Quand il fut parti, Marius s’étonna de l’insistance qu’il avait mise à vouloir pénétrer jusqu’à Mlle Claire. Il se rappela vaguement les éloges que Donadéi lui avait faits de la jeune sœur de M. Martelly. Il regardait le paroissien, et sa pensée s’égarait dans des explications, dans des raisonnements vagues.

D’un mouvement machinal, il allongea le bras et prit le livre de messe. Il le sortit de son étui. C’était un de ces volumes épais, presque carrés, qui ont des coins en argent ciselé, emprisonnant une riche reliure. Sur le plat étaient brodées les initiales de la jeune fille.

Marius considérait ce livre, le retournait dans ses mains, lorsqu’il s’aperçut qu’un mince bout de papier dépassait l’or des tranches. Il ouvrit le paroissien, poussé par une curiosité qu’il ne raisonna pas, et une feuille pliée en quatre glissa devant lui.

C’était une mignonne feuille de papier rose, qui exhalait une vague odeur d’encens. Marius allait remettre cette feuille dans le livre, lorsque, en la prenant, il vit qu’elle était marquée de l’initiale D et d’une croix en relief. Il la déplia brusquement, et lut ce qui suit :

« Chère âme, vous dont le Seigneur m’a confié le salut, écoutez, je vous prie, le projet que j’ai formé pour votre bonheur éternel. Je n’ai point osé vous dire ce projet de vive voix, craignant de trop céder aux émotions adorables que votre sainteté fait naître en moi.

« Vous ne pouvez rester dans la maison de votre frère. C’est là un lieu de perdition, votre frère est adonné au culte abominable des idoles modernes. Venez, venez avec moi. Nous gagnerons une solitude. Je vous remettrai entre les mains de Dieu.

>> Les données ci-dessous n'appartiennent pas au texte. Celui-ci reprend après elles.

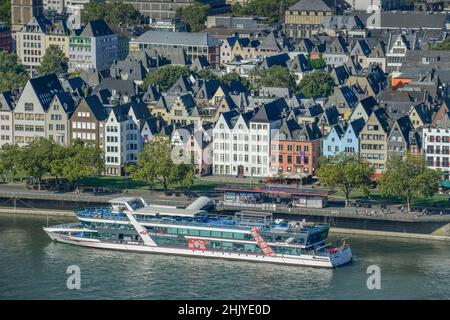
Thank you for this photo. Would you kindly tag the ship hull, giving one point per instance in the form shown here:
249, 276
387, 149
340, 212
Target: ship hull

« Peut-être mes larmes, mes frissons, vous ont-ils livré le secret de mon cœur. Je vous aime comme la sainte l’église, notre mère, aime les âmes blanches qui viennent à elle. Je vous rêve chaque nuit, je nous vois enlacés dans une étreinte céleste, et nous montons au ciel tous deux, en échangeant des baisers angéliques.

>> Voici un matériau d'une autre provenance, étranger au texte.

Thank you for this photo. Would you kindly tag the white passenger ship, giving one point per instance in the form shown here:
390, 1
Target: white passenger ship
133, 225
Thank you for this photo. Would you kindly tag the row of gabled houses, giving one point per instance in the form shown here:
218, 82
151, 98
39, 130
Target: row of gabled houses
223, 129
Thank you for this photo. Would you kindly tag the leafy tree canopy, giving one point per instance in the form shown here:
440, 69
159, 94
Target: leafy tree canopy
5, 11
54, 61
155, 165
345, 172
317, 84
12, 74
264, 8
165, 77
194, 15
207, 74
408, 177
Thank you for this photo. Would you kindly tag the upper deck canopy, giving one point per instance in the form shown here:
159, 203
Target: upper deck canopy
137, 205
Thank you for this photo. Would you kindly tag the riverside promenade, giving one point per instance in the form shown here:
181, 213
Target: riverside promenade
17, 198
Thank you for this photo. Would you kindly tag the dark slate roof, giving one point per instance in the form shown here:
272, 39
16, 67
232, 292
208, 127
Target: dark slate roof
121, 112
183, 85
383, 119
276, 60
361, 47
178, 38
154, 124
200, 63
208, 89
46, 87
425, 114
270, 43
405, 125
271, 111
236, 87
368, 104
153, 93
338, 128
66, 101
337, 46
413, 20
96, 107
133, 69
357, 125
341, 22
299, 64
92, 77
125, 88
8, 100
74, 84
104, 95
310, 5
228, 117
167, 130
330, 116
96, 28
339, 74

« Ah ! ne résistez pas à l’appel de Dieu. Venez. Il y a une religion supérieure que nous ne révélons pas au vulgaire. Cette religion unit deux à deux les créatures. Elle fait des époux et non des martyrs.

« Rappelez-vous nos entretiens. Dites-vous que je vous aime, et venez. Je vous attends chez moi. J’aurai une chaise de poste dans une rue voisine. »

Marius resta tout étourdi, après une pareille lecture. L’abbé Donadéi proposait bel et bien un enlèvement à Mlle Claire. Il régnait, il est vrai, dans sa lettre, un brouillard d’encens, un mysticisme libertin et nuageux qui dérobait le sens brutal de la pensée sous la douceur dévote et caressante des mots ; l’idée était paraphrasée, délayée dans ce style baroque dont se servent certains prêtres ; mais Donadéi n’avait pu sans doute trouver une périphrase religieuse pour parler de la chaise de poste, et sa lettre hypocrite se terminait grossièrement par une offre de gendarme, à laquelle on ne pouvait se tromper. Un désir âpre avait dû emporter le gracieux abbé et lui faire oublier la prudence sournoise qui le guidait dans tous ses actes.

L’employé lut et relut le billet, en se demandant ce qu’il allait faire. Il était indigné, la colère montait en lui. Mais une pensée inquiète le retenait. Il ignorait le mal qui avait pu être commis, il ne savait ce que pensait Mlle Claire, et il craignait que Donadéi, dans l’ombre mystérieuse du confessionnal, n’eût déjà réussi à troubler le cœur de la jeune fille. Avant de frapper le prêtre, il voulait savoir s’il ne frapperait pas sa victime. Pour rien au monde, il ne se serait hasardé à soulever un scandale qui aurait certainement tué M. Martelly.

Il résolut de punir l’abbé d’une façon originale, s’il devait ne punir que lui. Il prit le paroissien et se rendit chez Mlle Claire, tremblant de saisir sur son visage une émotion accusatrice.